The U.S. Navy’s new 21-day healthy menu, introduced in October, has gotten mixed results so far, according to a report in the Virginia Pilot. The new shipboard eating plan replaced a 35-day traditional menu with a slate of offerings designed to be lower in fat and calories and with more ethnic choices. Each meal has at least one entree with 15 or fewer grams of fat. The menu, which emphasizes baking over frying and uses more preprepared product, tries to compromise between traditional favorites and more healthful offerings. For example, while Fridays now feature low-fat seafood entrees at both lunch and dinner, Wednesday’s lunch remains Burger Day and Saturday dinner is still Pizza Night. In addition, the new menu uses only 500 ingredients, down from about 1,200 for the previous menu, allowing the service to save money and consolidate storage.
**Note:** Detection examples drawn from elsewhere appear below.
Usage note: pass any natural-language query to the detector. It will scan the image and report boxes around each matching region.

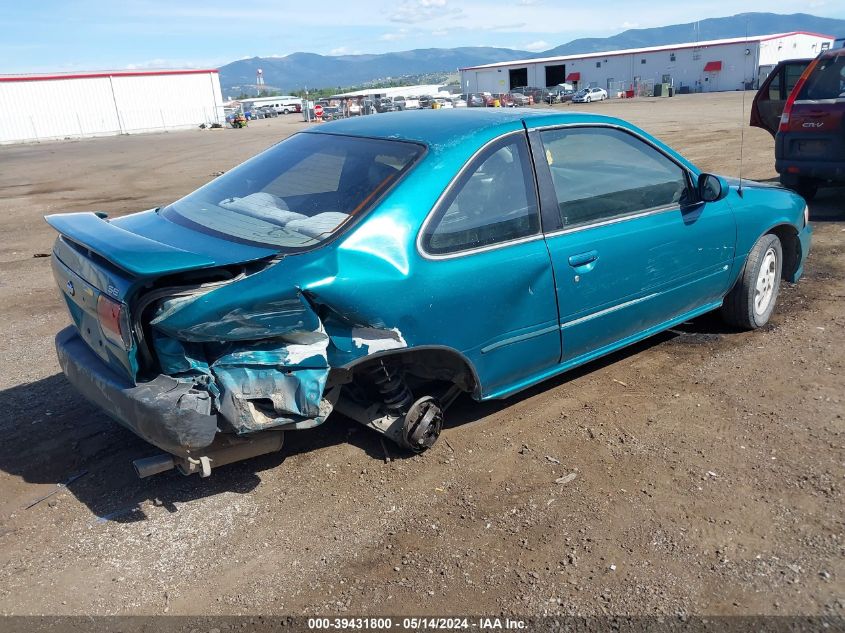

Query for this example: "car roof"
[306,108,624,147]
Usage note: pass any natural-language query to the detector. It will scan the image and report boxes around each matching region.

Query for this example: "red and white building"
[460,31,834,94]
[0,69,224,144]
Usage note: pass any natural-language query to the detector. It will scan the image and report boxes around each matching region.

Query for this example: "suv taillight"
[778,57,819,132]
[97,294,132,349]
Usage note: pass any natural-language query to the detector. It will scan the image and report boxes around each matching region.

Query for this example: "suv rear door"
[751,59,813,136]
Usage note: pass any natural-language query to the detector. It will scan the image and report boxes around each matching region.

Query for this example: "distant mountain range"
[220,13,845,96]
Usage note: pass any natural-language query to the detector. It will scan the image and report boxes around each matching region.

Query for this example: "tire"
[722,233,783,330]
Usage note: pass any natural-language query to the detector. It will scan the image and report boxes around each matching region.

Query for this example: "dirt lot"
[0,94,845,615]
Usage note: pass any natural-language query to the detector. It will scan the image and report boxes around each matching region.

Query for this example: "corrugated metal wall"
[0,71,224,144]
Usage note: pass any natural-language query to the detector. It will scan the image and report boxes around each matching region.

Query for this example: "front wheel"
[722,233,783,330]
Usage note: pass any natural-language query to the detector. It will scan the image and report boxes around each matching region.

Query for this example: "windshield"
[161,133,424,251]
[798,55,845,101]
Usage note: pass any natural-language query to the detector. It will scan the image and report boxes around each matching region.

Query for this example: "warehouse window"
[510,68,528,89]
[546,64,566,87]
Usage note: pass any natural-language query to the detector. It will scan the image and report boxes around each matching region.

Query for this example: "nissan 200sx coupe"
[47,109,811,476]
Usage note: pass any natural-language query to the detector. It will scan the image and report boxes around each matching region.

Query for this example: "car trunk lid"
[46,211,275,382]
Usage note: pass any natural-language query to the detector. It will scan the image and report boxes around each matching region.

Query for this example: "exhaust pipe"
[132,431,285,478]
[132,453,176,479]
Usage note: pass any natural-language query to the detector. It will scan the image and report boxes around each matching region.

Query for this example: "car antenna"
[736,17,754,198]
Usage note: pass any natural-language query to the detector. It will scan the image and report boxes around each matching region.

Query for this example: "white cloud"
[390,0,461,24]
[328,46,361,57]
[379,29,408,42]
[124,57,199,70]
[519,40,551,53]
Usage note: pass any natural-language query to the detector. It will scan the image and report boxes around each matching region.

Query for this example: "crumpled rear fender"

The new eating plan was initially introduced to about 40 ships. the entire surface fleet, about 100 ships altogether, is scheduled to be converted by September. An exception to the three-week cycle will be made on aircraft carriers, which will operate with two-week cycles because they offer multiple mess decks and larger ship stores, meaning more daily options.
The new standardized plan takes away some of the discretion ship captains have traditionally enjoyed regarding what is served on their vessels, but it does allow for some special meals and theme nights.